Aptamers have functional similarities with naturally occurring ribozymes and riboswitches, and they offer several advantages over antibodies. Additionally, they can be miniaturized to around 40 bases—around 15 kilodaltons in molecular weight—making them significantly smaller than antibodies.

Aptamers are created using an evolutionary engineering technique known as SELEX (Systematic Evolution of Ligands by EXponential enrichment). The process begins with a pool of single-stranded DNA containing a diverse array of sequences. This DNA pool is mixed with beads that have the target molecule immobilized on them. Non-binding DNA is washed away, and the DNA strands that remain bound to the target (known as clones) are isolated. These clones are then amplified using PCR to create the pool for the next round.

This cycle is repeated multiple times, with adjustments made to the number of washes and the amount of target molecule used, thereby progressively enriching the pool for clones that bind strongly to the target.

Development of Base-Appended Base (BAB)-Modified DNA Suitable for Aptamers

Typically aptamers are created from natural DNA or RNA (natural nucleic acids). However, to produce aptamers that bind strongly to specific targets, it is sometimes necessary to use chemically synthesized bases (modified bases) that have other molecules, like amino acids, attached to them.
In collaboration with Dr. Kuwabara of Gunma University (currently at Nihon University), and with support from the Japan Science and Technology Agency (JST) through its A-STEP program, we successfully synthesized a new base-appended base-modified DNA (BAB-DNA) by attaching modified bases to natural DNA. This innovation has been patented (Patent No. 6763551, among others).

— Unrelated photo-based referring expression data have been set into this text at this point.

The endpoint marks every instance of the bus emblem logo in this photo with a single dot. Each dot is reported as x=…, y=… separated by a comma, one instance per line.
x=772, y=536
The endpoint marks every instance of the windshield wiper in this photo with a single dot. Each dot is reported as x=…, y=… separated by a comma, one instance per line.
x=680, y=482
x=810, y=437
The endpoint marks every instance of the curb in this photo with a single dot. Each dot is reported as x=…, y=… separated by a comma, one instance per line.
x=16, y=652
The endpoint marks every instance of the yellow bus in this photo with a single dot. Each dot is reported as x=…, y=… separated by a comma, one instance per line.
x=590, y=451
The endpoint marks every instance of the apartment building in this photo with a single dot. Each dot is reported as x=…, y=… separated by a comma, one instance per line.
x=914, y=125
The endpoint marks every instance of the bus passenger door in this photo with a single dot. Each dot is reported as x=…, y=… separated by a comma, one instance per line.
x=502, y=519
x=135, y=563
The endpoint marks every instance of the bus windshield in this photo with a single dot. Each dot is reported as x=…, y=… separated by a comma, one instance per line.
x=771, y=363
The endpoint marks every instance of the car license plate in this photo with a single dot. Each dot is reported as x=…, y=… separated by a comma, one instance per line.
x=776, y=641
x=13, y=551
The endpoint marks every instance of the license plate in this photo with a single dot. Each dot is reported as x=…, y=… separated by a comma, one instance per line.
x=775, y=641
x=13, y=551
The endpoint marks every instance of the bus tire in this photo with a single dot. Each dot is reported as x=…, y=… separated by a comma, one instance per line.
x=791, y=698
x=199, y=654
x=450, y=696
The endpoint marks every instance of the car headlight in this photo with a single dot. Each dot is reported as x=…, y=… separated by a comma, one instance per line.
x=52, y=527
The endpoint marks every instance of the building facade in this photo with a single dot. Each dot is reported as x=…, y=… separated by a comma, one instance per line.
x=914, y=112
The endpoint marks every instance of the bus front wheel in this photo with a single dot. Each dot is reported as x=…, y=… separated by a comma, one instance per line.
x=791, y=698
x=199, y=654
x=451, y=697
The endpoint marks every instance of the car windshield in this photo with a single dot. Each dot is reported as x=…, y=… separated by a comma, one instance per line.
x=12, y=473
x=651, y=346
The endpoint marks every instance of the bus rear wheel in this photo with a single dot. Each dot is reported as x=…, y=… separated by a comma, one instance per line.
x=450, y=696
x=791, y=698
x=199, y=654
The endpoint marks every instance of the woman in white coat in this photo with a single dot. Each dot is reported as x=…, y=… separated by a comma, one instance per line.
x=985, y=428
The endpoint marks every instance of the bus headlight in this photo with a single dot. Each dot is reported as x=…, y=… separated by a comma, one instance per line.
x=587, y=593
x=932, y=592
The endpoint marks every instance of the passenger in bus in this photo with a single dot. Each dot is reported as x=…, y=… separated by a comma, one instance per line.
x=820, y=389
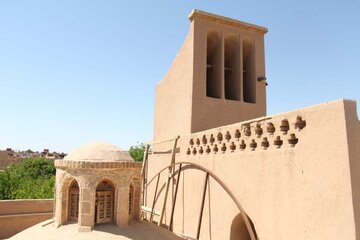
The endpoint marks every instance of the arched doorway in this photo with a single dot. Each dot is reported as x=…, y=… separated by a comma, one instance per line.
x=131, y=201
x=239, y=230
x=104, y=205
x=73, y=206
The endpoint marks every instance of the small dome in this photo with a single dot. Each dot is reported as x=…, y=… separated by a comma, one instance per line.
x=99, y=151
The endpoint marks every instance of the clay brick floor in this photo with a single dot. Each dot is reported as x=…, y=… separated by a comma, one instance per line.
x=136, y=231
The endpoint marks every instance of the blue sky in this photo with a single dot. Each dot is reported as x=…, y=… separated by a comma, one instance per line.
x=73, y=72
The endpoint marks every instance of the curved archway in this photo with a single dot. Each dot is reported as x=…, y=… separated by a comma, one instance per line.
x=104, y=202
x=188, y=165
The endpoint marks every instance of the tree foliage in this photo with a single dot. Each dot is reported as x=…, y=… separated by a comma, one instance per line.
x=33, y=178
x=137, y=152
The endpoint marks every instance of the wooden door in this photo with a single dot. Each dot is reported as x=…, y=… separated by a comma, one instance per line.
x=73, y=205
x=105, y=206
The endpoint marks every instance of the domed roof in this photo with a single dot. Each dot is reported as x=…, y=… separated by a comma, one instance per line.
x=99, y=151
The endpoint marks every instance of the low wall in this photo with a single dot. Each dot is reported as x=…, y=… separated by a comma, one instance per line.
x=17, y=215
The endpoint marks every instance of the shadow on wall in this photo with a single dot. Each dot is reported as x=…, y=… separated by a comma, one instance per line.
x=238, y=229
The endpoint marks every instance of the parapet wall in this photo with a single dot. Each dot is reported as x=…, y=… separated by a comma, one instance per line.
x=295, y=174
x=17, y=215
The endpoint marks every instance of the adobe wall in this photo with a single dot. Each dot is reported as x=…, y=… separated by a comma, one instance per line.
x=353, y=141
x=17, y=215
x=173, y=95
x=291, y=189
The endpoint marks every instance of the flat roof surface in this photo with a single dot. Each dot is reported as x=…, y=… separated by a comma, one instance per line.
x=135, y=231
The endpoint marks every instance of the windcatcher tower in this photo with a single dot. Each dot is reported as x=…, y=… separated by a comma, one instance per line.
x=217, y=77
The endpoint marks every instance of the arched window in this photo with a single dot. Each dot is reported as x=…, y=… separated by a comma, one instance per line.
x=249, y=82
x=213, y=65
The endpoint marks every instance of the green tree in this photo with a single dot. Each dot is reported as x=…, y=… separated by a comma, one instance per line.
x=137, y=152
x=33, y=178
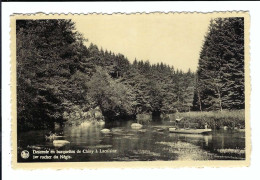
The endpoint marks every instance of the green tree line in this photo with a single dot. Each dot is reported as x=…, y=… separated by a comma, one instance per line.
x=56, y=71
x=220, y=76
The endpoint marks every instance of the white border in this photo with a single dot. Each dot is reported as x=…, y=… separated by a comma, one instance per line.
x=128, y=7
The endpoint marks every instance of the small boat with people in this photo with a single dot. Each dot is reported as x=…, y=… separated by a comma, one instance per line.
x=176, y=129
x=189, y=131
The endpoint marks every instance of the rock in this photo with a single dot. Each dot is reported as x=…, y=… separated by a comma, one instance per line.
x=105, y=131
x=98, y=115
x=136, y=126
x=143, y=118
x=160, y=130
x=60, y=143
x=142, y=130
x=101, y=123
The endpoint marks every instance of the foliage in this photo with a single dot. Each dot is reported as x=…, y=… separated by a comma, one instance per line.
x=220, y=76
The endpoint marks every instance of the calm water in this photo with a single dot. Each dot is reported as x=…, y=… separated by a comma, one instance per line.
x=152, y=142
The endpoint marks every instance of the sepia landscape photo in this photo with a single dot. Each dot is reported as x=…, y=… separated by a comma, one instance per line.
x=131, y=87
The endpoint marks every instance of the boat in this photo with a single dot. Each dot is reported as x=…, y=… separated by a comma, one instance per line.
x=136, y=126
x=190, y=131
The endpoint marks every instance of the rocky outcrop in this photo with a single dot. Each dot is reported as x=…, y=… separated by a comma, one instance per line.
x=77, y=115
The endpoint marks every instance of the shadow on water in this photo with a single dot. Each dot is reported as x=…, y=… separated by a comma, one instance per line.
x=121, y=143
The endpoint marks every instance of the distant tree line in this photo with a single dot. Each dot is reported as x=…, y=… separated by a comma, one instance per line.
x=56, y=71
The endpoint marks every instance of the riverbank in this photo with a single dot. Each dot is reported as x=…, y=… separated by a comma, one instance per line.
x=216, y=119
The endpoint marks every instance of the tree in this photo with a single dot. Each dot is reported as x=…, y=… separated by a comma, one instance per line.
x=221, y=66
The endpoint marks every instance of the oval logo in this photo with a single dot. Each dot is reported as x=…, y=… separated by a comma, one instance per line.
x=25, y=154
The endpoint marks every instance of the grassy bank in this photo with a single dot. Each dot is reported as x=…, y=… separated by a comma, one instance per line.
x=215, y=120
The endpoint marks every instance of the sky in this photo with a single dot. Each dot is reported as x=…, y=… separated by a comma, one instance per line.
x=174, y=39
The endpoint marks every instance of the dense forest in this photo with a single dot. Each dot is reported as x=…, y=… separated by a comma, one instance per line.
x=57, y=74
x=220, y=76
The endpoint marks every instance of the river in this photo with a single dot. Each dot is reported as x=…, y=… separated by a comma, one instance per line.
x=152, y=142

It is known that nucleic acid aptamers containing base-appended bases (BAB) can adopt more complex structures compared to those with the same sequence where the BAB segments have been subsituted with natural bases.
When the BAB segment are replaced with natural bases, the resulting aptamers lose their ability to bind to the target entirely. This suggests that the complex structure enabled by the BAB modification is crucial for the aptamer's binding to its target.

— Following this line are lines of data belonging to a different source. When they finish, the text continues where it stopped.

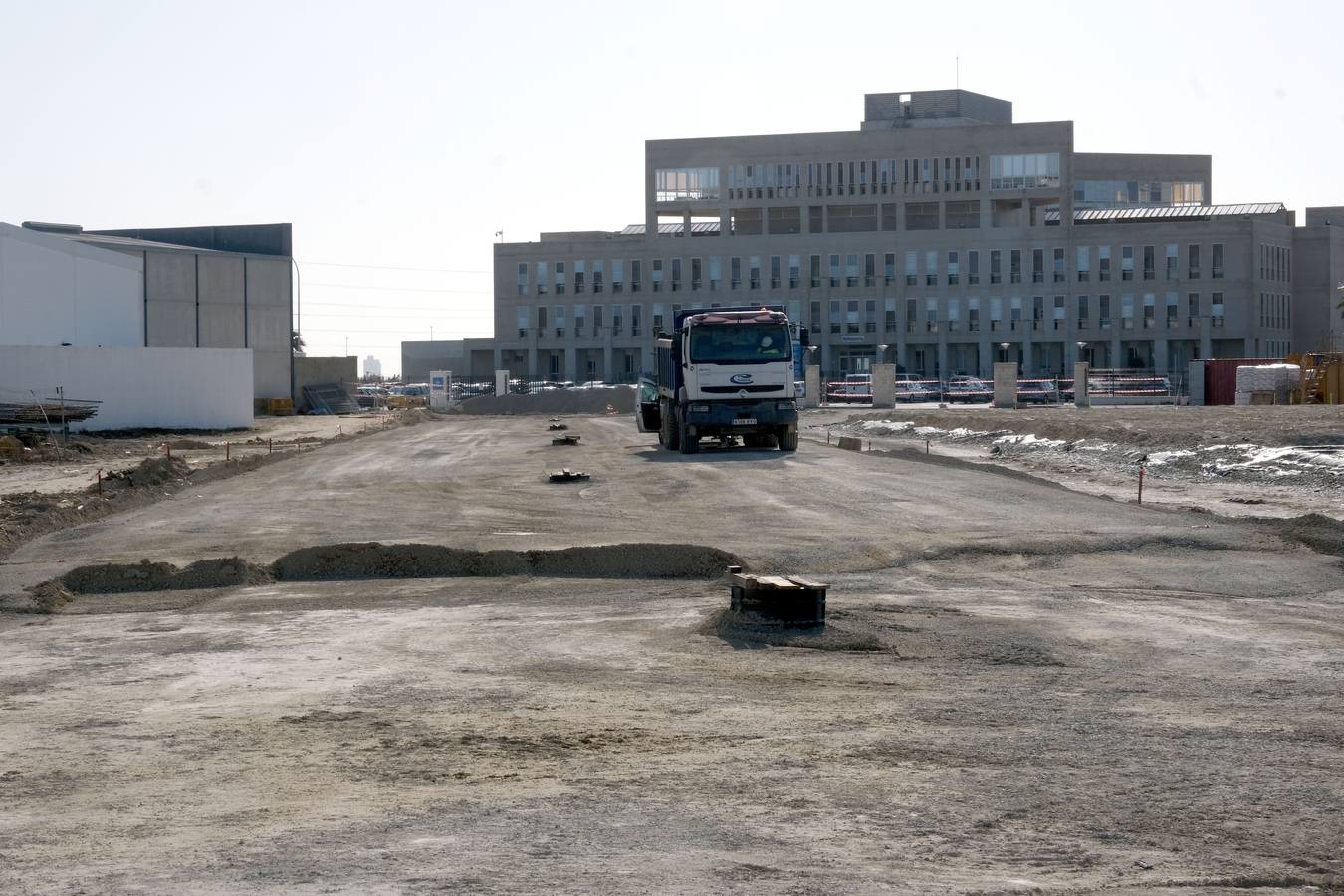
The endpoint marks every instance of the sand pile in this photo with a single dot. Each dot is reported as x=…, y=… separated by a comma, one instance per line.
x=1316, y=531
x=375, y=560
x=121, y=577
x=553, y=402
x=154, y=470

Characteristics of Aptamer Development at NES and Previously Developed Aptamers

We can efficiently develop aptamers from DNA pools containing 1012 to 1014 variants through a combination of biochemical experiments and advanced data analysis techniques. Our key strengths include:

  • Employing proprietary modified bases in our biochemical experiments specifically designed for aptamer development
  • Utilizing advanced analytical methods to explore and optimize extensive candidate aptamer sequences
Leveraging these technologies, we have successfully developed aptamers that bind strongly to biomarkers in saliva and to viral surface proteins.

Development of Detection Technology Using Aptamers

We are also researching technology to detect target molecules using aptamers.
By combing aptamers with DNAzymes, which function like enzymes, we have developed a system where the DNAzyme activates and produces a color change when the target molecule binds to the aptamer. Additionally, leveraging the small size of aptamers, we have developed detection methods using fluorescence polarization to identify target molecules.